A chanceler alemã Angela Merkel não pode mudar drasticamente seu discurso em defesa do pacto fiscal assinado pelos países europeus em março – afinal 59% dos eleitores alemães rejeitam que medidas voltadas ao crescimento econômico sejam tomadas mediante mais tolerância com o endividamento público.
Mantendo seu tom intransigente, no entanto, Merkel sabe que está ficando isolada na União Européia e que aos poucos seus próprios eleitores estão se deixando contaminar pelos clamores de fleixibilização das metas implacáveis que estão levando vários países ao limite do sacrifício. Nos últimos dias, a Espanha entrou numa zona de risco que poderá obrigá-la a um pedido de “ajuda” aos organismos financeiros da UE, ao Banco Europeu e ao FMI – a chamada troika. A Itália enfrenta os mesmos problemas.

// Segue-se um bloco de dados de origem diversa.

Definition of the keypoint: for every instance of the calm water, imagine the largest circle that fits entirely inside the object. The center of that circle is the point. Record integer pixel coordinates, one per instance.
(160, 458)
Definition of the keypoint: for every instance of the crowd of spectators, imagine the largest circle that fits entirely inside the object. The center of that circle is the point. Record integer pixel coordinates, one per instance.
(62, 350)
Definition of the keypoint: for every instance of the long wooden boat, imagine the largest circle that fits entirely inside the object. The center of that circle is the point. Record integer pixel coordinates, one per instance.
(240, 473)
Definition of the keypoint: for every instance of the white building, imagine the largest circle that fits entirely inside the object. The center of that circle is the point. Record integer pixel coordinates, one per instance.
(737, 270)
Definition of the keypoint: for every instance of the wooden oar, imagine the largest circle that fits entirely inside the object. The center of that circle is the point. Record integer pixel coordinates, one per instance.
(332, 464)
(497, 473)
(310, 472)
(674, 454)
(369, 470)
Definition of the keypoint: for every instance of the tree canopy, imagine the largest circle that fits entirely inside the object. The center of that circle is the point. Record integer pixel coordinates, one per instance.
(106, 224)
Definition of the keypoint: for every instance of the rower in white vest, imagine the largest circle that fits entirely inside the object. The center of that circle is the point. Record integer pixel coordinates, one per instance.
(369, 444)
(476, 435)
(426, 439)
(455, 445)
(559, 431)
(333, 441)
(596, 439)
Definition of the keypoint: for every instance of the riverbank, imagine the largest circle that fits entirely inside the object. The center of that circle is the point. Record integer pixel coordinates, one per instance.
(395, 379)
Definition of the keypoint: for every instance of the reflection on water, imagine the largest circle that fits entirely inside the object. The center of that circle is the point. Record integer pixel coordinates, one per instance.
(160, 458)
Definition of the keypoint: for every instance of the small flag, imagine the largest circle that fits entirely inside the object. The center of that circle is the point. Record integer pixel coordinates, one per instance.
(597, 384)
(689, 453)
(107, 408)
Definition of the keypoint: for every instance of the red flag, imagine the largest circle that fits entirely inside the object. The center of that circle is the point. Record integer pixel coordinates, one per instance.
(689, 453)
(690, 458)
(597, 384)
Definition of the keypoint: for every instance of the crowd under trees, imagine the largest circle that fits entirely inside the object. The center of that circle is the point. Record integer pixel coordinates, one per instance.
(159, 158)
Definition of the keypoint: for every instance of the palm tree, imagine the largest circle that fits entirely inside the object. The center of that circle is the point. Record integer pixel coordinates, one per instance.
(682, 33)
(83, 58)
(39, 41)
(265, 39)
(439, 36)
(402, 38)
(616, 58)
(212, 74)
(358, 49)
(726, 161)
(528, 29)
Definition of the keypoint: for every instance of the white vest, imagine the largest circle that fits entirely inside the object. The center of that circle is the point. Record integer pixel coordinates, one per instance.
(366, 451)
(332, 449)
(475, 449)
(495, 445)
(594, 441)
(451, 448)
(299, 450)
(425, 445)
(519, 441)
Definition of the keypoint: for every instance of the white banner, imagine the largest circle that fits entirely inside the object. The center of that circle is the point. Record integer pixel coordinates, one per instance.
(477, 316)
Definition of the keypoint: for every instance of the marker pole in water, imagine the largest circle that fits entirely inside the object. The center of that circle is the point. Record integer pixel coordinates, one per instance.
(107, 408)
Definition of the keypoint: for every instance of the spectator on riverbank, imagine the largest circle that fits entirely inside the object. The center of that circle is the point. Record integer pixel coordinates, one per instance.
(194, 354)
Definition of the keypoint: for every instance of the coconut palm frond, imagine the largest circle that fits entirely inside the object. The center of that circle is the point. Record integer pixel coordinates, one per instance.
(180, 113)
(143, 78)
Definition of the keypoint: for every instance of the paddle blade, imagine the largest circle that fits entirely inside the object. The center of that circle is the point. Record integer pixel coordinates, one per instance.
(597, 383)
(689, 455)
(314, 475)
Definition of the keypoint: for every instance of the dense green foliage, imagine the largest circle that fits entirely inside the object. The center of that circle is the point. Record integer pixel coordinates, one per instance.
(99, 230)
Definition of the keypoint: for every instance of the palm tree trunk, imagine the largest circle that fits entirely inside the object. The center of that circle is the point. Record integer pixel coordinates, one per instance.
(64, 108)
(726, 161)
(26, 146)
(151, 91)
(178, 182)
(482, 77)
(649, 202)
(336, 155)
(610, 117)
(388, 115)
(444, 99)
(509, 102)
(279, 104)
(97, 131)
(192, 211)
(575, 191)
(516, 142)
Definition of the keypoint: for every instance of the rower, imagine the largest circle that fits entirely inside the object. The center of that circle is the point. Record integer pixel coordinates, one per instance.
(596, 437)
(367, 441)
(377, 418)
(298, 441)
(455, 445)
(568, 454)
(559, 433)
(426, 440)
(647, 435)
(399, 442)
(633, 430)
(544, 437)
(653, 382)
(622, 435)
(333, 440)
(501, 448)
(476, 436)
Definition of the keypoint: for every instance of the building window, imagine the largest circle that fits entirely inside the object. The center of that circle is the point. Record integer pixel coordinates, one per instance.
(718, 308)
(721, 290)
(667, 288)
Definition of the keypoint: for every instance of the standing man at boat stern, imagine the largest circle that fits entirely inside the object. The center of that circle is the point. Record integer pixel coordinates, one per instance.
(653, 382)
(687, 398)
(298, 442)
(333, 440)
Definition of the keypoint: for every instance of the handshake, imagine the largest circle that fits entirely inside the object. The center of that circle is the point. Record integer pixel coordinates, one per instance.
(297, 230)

Na Holanda o governo liberal do primeiro-ministro Mark Rutte renunciou – ficará no poder até as eleições de setembro – por não conseguir impor mais cortes orçamentários, e quem lhe resistiu foi a extrema-direita liderada pelo temido Geert Wilders, desta vez alegando que os cortes de 16 bilhões de euros retirariam poder aquisitivo aos holandeses.
De Portugal só nos chegam más notícias econômicas, enquanto o Partido Socialista já discursa como aspirante a suceder o governo de centro-direita de Passos Coelho, sujeito a um voto de desconfiança que a cada dia parece mais provável. O ex-presidente Mário Soares, um dos políticos mais respeitados no país e, certamente, o mais acatado dentro do PS, nunca foi tão requisitado para entrevistas e para escrever artigos, nos quais critica cada vez mais acidamente as medidas recessivas do governo.

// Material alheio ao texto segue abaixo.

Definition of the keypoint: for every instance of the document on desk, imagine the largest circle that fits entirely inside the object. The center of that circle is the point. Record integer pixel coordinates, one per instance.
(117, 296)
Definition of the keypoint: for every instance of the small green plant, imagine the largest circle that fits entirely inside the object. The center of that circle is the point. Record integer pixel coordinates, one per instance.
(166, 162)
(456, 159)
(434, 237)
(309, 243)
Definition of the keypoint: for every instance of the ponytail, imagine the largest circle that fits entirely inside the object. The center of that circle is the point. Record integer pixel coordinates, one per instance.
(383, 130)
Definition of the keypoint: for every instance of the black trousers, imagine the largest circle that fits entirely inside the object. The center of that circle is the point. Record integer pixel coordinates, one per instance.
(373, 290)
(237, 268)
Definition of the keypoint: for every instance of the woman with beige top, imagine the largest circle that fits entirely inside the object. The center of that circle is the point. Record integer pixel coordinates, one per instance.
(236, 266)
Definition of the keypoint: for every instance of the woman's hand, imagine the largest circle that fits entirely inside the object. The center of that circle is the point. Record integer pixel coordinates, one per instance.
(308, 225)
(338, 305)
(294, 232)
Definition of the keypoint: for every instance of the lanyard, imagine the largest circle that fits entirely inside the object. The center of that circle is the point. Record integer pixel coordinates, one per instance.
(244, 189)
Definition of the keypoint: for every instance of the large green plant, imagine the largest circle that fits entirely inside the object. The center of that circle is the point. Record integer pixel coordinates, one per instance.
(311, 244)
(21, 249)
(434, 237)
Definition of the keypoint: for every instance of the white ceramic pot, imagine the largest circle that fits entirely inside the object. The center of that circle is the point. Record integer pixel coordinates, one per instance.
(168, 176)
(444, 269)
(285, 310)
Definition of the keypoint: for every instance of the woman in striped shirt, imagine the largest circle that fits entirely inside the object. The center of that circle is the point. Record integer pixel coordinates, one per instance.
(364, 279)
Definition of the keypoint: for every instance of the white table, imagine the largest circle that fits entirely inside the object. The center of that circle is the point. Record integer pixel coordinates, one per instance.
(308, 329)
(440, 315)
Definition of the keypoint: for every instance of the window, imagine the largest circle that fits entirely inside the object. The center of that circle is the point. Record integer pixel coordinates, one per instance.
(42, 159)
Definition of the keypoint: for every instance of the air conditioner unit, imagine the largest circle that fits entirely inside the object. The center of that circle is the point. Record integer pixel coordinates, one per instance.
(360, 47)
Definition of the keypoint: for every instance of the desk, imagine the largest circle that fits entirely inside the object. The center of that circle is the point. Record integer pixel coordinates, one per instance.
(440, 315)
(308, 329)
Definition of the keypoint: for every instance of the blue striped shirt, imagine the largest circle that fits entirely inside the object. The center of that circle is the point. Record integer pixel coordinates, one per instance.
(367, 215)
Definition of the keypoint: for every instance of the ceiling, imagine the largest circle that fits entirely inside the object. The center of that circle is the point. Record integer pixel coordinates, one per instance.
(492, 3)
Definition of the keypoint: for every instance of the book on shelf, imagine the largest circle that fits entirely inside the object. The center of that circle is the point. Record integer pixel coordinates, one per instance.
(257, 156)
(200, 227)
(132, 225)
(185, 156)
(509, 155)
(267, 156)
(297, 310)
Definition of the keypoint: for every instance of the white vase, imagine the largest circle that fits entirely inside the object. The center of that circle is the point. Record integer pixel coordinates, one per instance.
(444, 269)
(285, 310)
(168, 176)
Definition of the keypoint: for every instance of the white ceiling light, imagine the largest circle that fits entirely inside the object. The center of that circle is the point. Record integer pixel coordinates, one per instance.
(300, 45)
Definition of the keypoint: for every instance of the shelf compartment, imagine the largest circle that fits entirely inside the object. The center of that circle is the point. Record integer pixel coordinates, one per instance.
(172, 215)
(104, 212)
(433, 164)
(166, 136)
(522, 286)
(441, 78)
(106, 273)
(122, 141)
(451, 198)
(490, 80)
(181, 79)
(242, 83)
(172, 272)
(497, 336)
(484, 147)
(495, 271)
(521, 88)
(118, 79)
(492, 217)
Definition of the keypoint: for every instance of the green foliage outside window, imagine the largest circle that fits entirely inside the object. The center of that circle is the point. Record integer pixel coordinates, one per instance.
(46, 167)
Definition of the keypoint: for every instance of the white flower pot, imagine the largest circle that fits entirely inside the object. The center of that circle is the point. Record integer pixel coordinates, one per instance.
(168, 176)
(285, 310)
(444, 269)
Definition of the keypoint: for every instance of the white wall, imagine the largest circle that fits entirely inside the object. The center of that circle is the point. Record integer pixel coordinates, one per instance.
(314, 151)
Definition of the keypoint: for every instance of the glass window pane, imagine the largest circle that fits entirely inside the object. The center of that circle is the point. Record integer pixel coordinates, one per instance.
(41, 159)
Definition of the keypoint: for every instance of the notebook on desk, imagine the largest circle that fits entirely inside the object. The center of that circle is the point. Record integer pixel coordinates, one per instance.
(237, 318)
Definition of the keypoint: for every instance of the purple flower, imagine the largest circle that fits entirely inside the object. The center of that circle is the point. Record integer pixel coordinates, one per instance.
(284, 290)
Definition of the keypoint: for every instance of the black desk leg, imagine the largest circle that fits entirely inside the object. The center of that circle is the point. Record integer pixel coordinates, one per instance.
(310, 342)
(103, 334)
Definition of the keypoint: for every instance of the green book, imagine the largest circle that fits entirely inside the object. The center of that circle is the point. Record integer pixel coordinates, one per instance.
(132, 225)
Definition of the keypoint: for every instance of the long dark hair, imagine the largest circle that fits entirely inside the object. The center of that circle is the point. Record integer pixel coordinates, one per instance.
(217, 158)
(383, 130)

No jornal Público, tratando do 25 de Abril (a Revolução dos Cravos que muitos hoje consideram traída pelos conservadores), Soares escreveu: “A austeridade, imposta pela Troika e pela ideologia do atual Governo (o FMI já percebeu que a continuar será um desastre) não nos leva a parte alguma ou, para ser mais preciso, conduz-nos, cada ano, de mal a pior. (…) Mas tenhamos esperança. O povo português é um grande Povo. Não vai deixar de reagir, pacificamente, espero”.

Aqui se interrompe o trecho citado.